The Chairman of the Commission for University Education, Prof. Chacha Nyaigotti-Chacha has advised education stakeholders to ensure that the ongoing curriculum review process is learner-centered.
Noting that the review of the current educational structure is inevitable, Prof. Chacha told stakeholders attending the National Education Conference hosted by the Aga Khan University to ensure that they do not exert their influence to the process, at the expense of the pupils and students who need the education as a base for their careers and vocations.
“Any reform that is not informed on the basis of the good opportunities that will be availed to the learner is not good reform,” Prof Chacha said adding, “we must always take into consideration the interest of the learner in terms of what he or she is able to get from the education system.”
Prof Chacha also called on stakeholders within the East African region to work together in promoting quality teaching and learning so as to improve the socio-economic development in the region.
“We do believe that the education system will enhance the togetherness – the economic bloc that we are building – through the East African community can be enhanced by the way we conduct business in classrooms and the people we produce from our schools and from our institutions including our universities,” he said.
The conference, hosted by AKU’s Institute for Educational Development and themed Maximizing Educational Change: Research, Policy, Leadership, Technology and Curriculum, brought together around 100 policy makers, teachers, and education stakeholders to discuss relevant issues affecting education in East Africa.
“We believe that if we are to make an impact and change in the societies we work in, we cannot confine ourselves in academic institutions and we must engage policy makers and education stakeholders in identifying educational reforms that support educational development in East Africa,” said Prof Joe Lugalla, director of the Institute of Educational Development, East Africa.

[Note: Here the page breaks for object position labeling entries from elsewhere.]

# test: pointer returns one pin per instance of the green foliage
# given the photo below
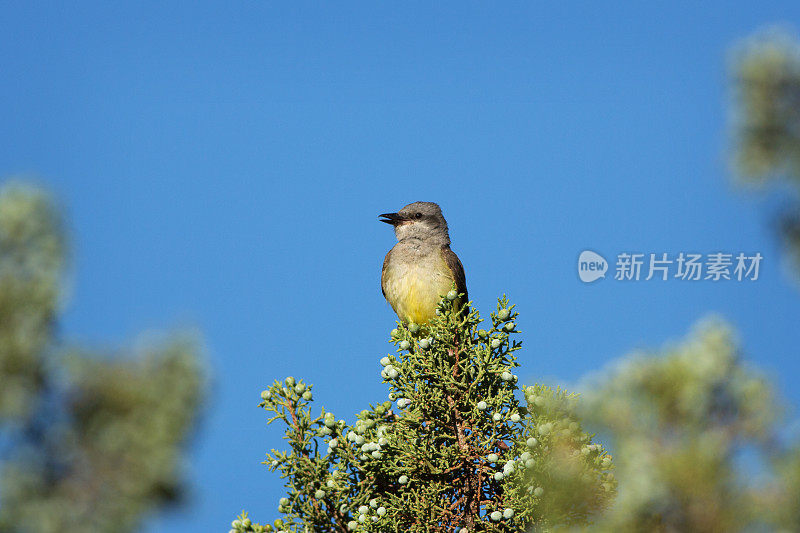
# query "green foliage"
(680, 422)
(87, 443)
(457, 450)
(766, 78)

This year, the conference focused on maximizing change in education that will provide every Kenyan learner with world-class standards in the skills and knowledge that they need and deserve to thrive in the 21st century.
“What kind of socialization agenda, whether it’s in the home, the community or the school, will put us on a different path so that in addition to the curricula that is providing us all the cognition we can have, we’ll create a different society in which we understand that there is something called a common good – and each one of us has a role to play in the development of that common good?” posed Dr Kofi Marfo, director of the Institute of Human Development, AKU.
The conference theme is Maximizing Educational Change: Research, Policy, Leadership, Technology and Curriculum and will run until April 17.